Monday, Feb. 15, 1999

Milestones

By Harriet Barovick, Tam Gray, Lina Lofaro, Daniel Levy, David Spitz, Flora Tartakovsky and Chris Taylor

AILING. WALTER PAYTON, 44, Hall of Fame Chicago Bears running back; of a rare liver disease; in Chicago. He awaits a liver transplant.

SENTENCED. MIKE TYSON, 32, trouble-friendly boxing champion; to one year in prison, for assaulting two motorists after an August traffic accident; in Rockville, Md.

DIED. HUNTZ HALL, 78, pop-eyed, baseball cap-sporting comedic actor and member of Hollywood's renowned gang of street toughs, the Dead End Kids (a.k.a. East Side Kids and Bowery Boys); in Los Angeles. Hall, who was first cast as the dim-witted sidekick to Leo Gorcey in the 1935 play Dead End, played the same character in more than 80 of his 120 films.

DIED. LILI ST. CYR, 80, B-movie actress and stripper of the '40s and '50s, famous for her onstage bubble baths; in Los Angeles. Long before the advent of Victoria's Secret, St. Cyr ran a mail-order lingerie company featuring, among other items, "scanti-panties."

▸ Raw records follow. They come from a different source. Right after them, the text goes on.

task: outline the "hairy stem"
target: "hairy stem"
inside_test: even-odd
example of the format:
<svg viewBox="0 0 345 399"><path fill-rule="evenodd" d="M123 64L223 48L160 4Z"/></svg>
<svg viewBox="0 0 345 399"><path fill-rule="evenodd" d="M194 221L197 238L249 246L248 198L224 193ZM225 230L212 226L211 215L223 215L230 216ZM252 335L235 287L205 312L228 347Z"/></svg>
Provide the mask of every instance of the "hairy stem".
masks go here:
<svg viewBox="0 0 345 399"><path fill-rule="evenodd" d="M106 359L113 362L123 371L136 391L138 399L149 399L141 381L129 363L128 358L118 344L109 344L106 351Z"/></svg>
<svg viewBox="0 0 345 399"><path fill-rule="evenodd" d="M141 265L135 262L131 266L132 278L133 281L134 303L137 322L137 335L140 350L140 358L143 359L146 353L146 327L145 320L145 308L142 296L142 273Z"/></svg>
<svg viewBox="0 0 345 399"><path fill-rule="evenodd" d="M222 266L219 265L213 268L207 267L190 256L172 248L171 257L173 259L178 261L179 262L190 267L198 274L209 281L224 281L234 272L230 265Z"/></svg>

DIED. PAUL MELLON, 91, assiduous cultural benefactor and environmentalist; in Upperville, Va. The only son of famed financier Andrew Mellon, he spent nearly $1 billion establishing such treasures as the Yale Center for British Art and the Cape Hatteras National Seashore. For decades, he helped run Washington's National Gallery of Art, which he founded in partnership with his father. Mellon insisted that his gifts not be named after his family. "The idea of power has never appealed to me," he said. "Privacy is the most valuable asset money can buy."

DIED. MARIO ZACCHINI, 87, original "human cannonball" who performed for decades at circuses and carnivals; in Tampa, Fla. Zacchini, the last surviving member of a family troupe of cannonballs, said the toughest part about being ejected at 90 m.p.h. wasn't flying but landing in the net.